Frustrating to many participants was the apparent inability of First World scientists and planners to understand such problems, which are obvious to anyone living in the region. As Feleti Teo, the Pacific Islands Development Forum’s Secretary General and other presenters pointed out, all funding assigned to Pacific countries for renewable energy projects has heretofore been for land-based endeavors such as rural electrification. Toloa added that his country, Tokelau, which spends 90% of its fossil fuel budget on sea transport, has repeatedly begged for funding to develop sustainable alternatives, and received none. He attributed this lack of support to the parochial views of many decision-makers from outside the region, caustically adding, “The view from the canoe is very different from the view from the ivory tower …the view from the middle of a continent…”

Yet, as Bishop Halapua remarked in the conference’s invocation, the moana comprises over 70% of earth’s surface, and is the highway over which 90% of the world’s goods move. What happens to the ocean affects everyone, even citizens of the most landlocked countries. Decision-makers everywhere on earth need to take these facts into account if they are to plan intelligently for humanity’s future.

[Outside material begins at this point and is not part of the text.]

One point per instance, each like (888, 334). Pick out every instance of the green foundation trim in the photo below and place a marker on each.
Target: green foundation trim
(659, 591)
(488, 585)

Mimi presents at the Sustainable Sea Transport Conference


For traditional seafarers in attendance, intelligent planning for the future requires study of the past and implementation of practices that have served generations of island people well. Their formal and informal presentations repeatedly made the point that ancient maritime technology has much to offer the modern shipping and fishing industries.   Many nautical scientists agree, and reports from groups like Windship highlighted cutting edge vessels that have used ancient techniques to become more fuel efficient.

Several of the canoe voyagers hoped that the current journey of the Hawaiian replica canoe Hokule`a, one purpose of which is to spread a message of the importance of caring for the earth and sea, would support efforts of the Pacific island nations to revive traditions that can help protect their ocean home. A voyaging canoe from Fiji, the Uto Ni Yalo, also plans to sail to Australia in November to carry these nations’ plea for help to the International Union for the Conservation of Nature’s conference on climate change.

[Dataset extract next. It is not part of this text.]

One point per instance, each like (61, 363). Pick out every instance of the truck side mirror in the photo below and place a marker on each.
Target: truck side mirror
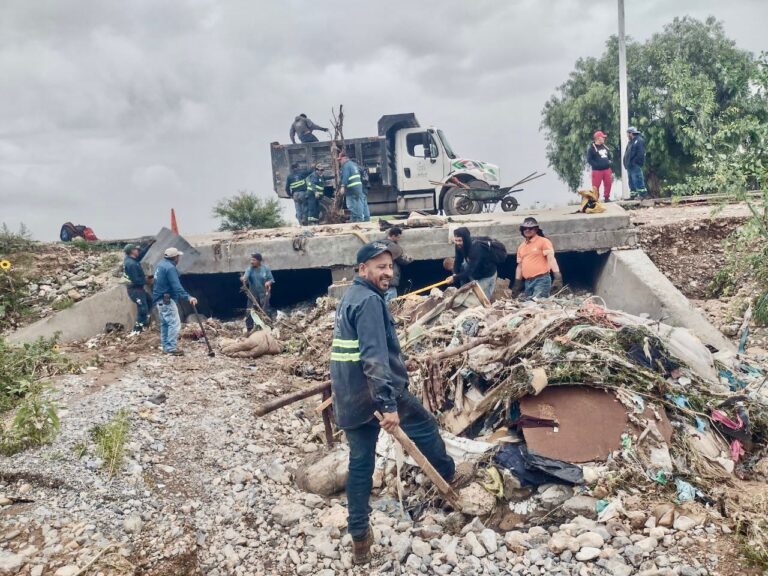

meph greets the uto ni yalo

VTP’s H. Meph Wyeth greets the Uto Ni Yalo


Some of those who have sailed on Hokule`a and other voyaging canoes have noted similarities between these canoes and islands; both are small self-contained ecosystems surrounded by oceans. Island peoples like those who live in the Pacific have known this for generations. In recent times, some have extended the analogy to our planet, calling it an island afloat in the cosmic sea. This makes every person on earth an islander and a member of the planetary voyaging crew.

People who work at sea quickly learn that crew members must rely on and help each other to ensure the safety of their ship and of everyone in it. If everyone is a crewmember on the canoe called earth, then all must rely on and help each other. While this may seem a daunting responsibility, it can also be an opportunity. As Archbishop Halapua remarked at the end of his final speech, “My friends, if we act together as a community…we can do anything!”

Vaka Taumako Project wishes to thank Allison, Peter, Carson, Colin, and everyone else who helped organize the Talanoa for the hard work they did to make it a success. Special thanks are also due United States’ Embassy in Suva, whose financial aid enabled the Solomon Islanders to attend.  The Embassy’s Regional Environmental Officer, Jason Brenden, who also attended, affirmed official support for the conference in an interview. “One of the biggest challenges in the Pacific,” he said, “is sea transport, and the US would like to help the Pacific develop…ideas to support sustainable sea transport. …there has been a lot of sustainable transport in the past; we don’t want to lose those ideas.”